01 maio, 2019

Devaneio sobre o devaneio

"O tempo é um ser difícil. Ainda no outro dia era primavera e já aí vem o outono. Tenho de tirar da gaveta a roupa de inverno, as camisolas de gola alta. As botas também. A manhã está fria mas não corre vento. Ainda bem, senão era um gelo ."

Ela seguia pela rua, ia apanhar o autocarro. Os seus pensamentos cruzavam-se, sabemos como eles são, quando estamos a pensar numa coisa, já estamos a pensar outra. Naquele dia, pensava mais no tempo, esquecendo-se por momentos do essencial, do amor que a acompanhava.

"Está tudo molhado, será que choveu de noite? Deve ser o orvalho. Ainda corre naquelas folhas. Tenho que regar o jasmim. Os coentros rebentaram, mas a salsa não quer crescer, alguma coisa correu mal, vou perguntar ao jardineiro.

Que falta me fazem as flores nas árvores, as cores todas, as sardinheiras nas varandas. Não tarda caem as folhas, com este tempo todo baralhado. Gosto do cair das folhas, parece ouro, mas traz-me melancolia. Estou farta do calor, nunca mais passa para me dar algum descanso.

As nuvens estão mesmo cerradas, ainda vem aí chuva, mas na meteorologia não disseram nada.  Não gosto de trovoada, assusta-me. Será que tenho o guarda-chuva pequeno na mala, deixa ver. Não está, tenho que me lembrar de o pôr.

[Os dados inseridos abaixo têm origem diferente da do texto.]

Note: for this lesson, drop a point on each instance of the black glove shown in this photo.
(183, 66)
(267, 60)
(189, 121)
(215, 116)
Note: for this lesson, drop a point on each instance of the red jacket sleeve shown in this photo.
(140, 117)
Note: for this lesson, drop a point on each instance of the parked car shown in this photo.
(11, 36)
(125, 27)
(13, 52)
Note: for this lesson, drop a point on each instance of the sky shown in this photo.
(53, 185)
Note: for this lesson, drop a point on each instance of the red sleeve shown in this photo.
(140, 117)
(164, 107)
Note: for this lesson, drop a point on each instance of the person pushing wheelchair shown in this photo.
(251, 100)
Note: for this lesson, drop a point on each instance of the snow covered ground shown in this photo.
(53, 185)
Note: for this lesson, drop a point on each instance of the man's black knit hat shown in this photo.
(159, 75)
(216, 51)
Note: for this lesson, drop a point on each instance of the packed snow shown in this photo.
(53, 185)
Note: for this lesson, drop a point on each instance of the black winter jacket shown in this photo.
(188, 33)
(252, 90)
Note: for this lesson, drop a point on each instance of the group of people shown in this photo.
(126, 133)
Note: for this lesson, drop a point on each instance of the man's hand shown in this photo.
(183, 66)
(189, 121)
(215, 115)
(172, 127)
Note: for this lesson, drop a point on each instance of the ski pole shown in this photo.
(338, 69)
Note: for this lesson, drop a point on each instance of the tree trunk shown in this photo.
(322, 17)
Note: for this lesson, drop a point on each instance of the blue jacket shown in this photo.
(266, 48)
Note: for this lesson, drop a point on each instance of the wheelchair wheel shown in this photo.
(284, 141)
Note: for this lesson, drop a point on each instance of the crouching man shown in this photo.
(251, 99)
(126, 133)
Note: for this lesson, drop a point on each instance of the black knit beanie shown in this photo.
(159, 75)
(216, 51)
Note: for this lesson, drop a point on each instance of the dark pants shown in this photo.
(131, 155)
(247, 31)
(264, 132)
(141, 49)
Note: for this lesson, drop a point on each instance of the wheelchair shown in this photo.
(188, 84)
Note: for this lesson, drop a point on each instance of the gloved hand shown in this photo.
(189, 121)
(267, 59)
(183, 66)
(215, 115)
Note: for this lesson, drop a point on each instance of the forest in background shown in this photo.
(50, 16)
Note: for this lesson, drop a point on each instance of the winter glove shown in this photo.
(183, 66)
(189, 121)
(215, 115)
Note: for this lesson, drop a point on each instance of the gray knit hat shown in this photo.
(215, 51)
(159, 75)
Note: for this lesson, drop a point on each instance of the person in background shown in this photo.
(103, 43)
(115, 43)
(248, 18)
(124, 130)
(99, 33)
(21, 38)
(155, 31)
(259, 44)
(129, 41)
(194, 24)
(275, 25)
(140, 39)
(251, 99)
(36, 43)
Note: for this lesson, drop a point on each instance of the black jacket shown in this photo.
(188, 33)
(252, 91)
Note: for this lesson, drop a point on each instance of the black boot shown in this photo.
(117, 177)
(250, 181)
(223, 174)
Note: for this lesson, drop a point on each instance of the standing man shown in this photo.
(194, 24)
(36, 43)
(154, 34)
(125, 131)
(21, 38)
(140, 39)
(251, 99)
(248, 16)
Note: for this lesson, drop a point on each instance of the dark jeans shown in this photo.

Olha ali um raio de sol a querer furar, que bom, um pouco de calor nesta manhã fria. Tenho as mãos geladas. Passa pelo meio das nuvens, tão brilhante, só pode ser esperança e alegria para o futuro. Mesmo por cima desta árvore, é estranho, um raio tão luminoso e tão fino.

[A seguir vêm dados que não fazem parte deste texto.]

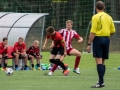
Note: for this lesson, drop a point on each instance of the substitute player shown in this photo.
(68, 34)
(34, 53)
(59, 48)
(3, 52)
(19, 52)
(102, 28)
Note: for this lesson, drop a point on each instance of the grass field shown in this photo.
(37, 80)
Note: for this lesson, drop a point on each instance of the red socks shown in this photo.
(77, 61)
(54, 67)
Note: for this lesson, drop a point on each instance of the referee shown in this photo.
(102, 28)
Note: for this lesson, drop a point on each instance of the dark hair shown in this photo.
(50, 29)
(100, 5)
(21, 38)
(5, 38)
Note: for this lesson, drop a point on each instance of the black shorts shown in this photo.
(32, 55)
(5, 57)
(101, 47)
(20, 56)
(57, 51)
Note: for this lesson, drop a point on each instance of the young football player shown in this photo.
(3, 52)
(19, 52)
(68, 34)
(59, 48)
(34, 53)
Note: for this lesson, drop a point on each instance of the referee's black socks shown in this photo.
(100, 71)
(58, 62)
(104, 67)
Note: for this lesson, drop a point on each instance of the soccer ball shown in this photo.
(9, 72)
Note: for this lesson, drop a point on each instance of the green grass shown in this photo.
(36, 80)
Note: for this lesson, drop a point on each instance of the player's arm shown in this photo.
(45, 42)
(93, 30)
(52, 45)
(16, 49)
(24, 49)
(38, 53)
(112, 28)
(92, 33)
(80, 39)
(65, 51)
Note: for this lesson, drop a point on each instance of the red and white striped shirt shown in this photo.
(68, 36)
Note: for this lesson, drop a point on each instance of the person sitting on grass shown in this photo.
(59, 48)
(19, 52)
(3, 52)
(34, 53)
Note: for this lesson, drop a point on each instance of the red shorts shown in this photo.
(68, 51)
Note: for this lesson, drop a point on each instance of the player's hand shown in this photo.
(23, 54)
(80, 41)
(88, 48)
(51, 46)
(5, 46)
(43, 47)
(65, 53)
(6, 54)
(39, 57)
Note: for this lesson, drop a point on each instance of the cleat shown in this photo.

Está alguma coisa a cair da árvore, vem aí a flutuar, vai pousar na minha mão. É a primeira folha de outono, que alegria, já tem em si todos os cheiros e cores do mundo. Prenda divina, vou guardá-la num livro e será o meu segredo, só meu e e do raio de luz.

Espero que haja lugar no autocarro, doem-me as costas. Olha o Sr. José, dá-me sempre o lugar. Obrigado Sr. José."

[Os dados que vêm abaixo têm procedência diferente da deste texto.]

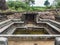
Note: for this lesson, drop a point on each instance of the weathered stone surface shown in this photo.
(46, 15)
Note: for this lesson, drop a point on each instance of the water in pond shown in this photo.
(33, 31)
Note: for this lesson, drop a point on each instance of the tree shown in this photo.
(3, 5)
(29, 3)
(47, 3)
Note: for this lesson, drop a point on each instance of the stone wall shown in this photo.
(46, 15)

Pousou as mãos no ventre, amparando-o, e em vez do pontapé costumeiro, sentiu um calor como se as outras mãos encontrassem as suas, num elo de felicidade e prazer.

"Se for menina há-de ser Inês, se for menino será Pedro", e lembrando-se do raio de sol e da primeira folha de outono, riu para dentro e pensou "... ou Jesus."